Referendar a eutanásia? Não concordo. O que nos diz a ética?
Caso se realize um referendo, a legalização ou não da eutanásia, em vez de estar dependente de razões puramente éticas, ficaria refém de motivos contingentes e espúrios das pessoas, como seguirem aquilo que a sua religião particular professa, ou aquilo que os seus líderes advogam, ou aquilo que as suas emoções e preconceitos prescrevem.
Na ética há duas tradições principais: a ética consequencialista e a ética deontológica. Mas o que nos dizem essas tradições éticas sobre a eutanásia voluntária? Será a eutanásia voluntária uma acção moralmente permissível? Será correcto legislar a favor da eutanásia voluntária, tal como pretende agora o nosso Parlamento, sem a realização de um referendo? Ou, pelo contrário, deverá haver a realização de um referendo? Como resposta a tais questões gostaria de deixar claro que a permissibilidade da eutanásia voluntária é bem sustentada tanto na tradição ética consequencialista como na tradição ética deontológica. Por conseguinte, dado que as melhores razões éticas imparciais estão esmagadoramente do lado da legalização da eutanásia, não faz sentido haver referendo; caso contrário, essa decisão ficaria refém de arbitrariedades contingentes que pouco ou nada têm que ver com a ética.

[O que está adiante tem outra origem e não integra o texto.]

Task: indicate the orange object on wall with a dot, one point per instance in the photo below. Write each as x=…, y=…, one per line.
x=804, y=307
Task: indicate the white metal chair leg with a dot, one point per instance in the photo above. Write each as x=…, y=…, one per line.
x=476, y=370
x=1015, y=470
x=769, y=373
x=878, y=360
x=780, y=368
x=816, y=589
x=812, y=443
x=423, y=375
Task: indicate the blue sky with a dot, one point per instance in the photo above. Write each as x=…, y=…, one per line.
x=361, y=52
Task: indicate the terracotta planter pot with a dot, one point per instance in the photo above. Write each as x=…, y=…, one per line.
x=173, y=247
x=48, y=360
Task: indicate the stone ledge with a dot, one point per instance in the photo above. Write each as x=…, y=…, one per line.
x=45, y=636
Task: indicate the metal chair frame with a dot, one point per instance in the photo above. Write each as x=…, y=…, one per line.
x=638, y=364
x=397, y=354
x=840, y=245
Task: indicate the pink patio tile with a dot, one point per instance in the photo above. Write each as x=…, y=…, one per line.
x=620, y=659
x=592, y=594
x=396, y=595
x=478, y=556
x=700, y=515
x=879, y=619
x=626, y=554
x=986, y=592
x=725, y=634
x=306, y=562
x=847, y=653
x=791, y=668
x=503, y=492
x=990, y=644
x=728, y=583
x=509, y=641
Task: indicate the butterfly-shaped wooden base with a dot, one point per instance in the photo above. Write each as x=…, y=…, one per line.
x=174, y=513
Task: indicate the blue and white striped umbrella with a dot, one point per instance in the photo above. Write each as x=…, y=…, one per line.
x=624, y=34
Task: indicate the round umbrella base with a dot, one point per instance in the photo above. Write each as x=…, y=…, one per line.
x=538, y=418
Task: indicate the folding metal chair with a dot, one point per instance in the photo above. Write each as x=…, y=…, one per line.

Por um lado, a eutanásia voluntária é sustentada cogentemente na tradição ética deontológica, tal como faz o filósofo Jeff McMahan no seu ensaio “The Morality of Assisting Others to Die”. Para uma tal defesa pode-se apresentar o seguinte raciocínio: tal como é permissível uma pessoa matar-se como meio para beneficiar outros (por exemplo, quando um soldado sacrifica a sua vida ao saltar para cima de uma granada para salvar a vida dos seus companheiros), também é permissível uma pessoa matar-se como meio para se beneficiar a si própria (por exemplo, ao evitar um futuro próximo intrinsecamente mau em termos de qualidade de vida causado por uma doença terminal), desde que isso não seja prejudicial para os outros. Uma vez que em tais casos há uma decisão autónoma e racional, a pessoa que age dessa forma não está a tratar-se como um simples ou “mero meio” (usando a terminologia kantiana) nem está a violar a sua dignidade.
Ora, se isso é correcto, então parece que é igualmente permissível que um terceiro (com os devidos consentimentos) ajude tal pessoa a morrer. Pois, é permissível que um terceiro ajude uma pessoa a fazer aquilo que é permissível a essa própria pessoa. Além disso, dado que beneficiar activamente uma pessoa é melhor do que apenas permitir que ela se beneficie, nos casos em que morte constitui efectivamente um benefício para a pessoa em vez de um dano e em que essa pessoa deseja voluntariamente morrer (sendo um tal desejo informado e reiterado), a eutanásia voluntária activa é uma acção correcta do ponto de vista da tradição ética deontológica.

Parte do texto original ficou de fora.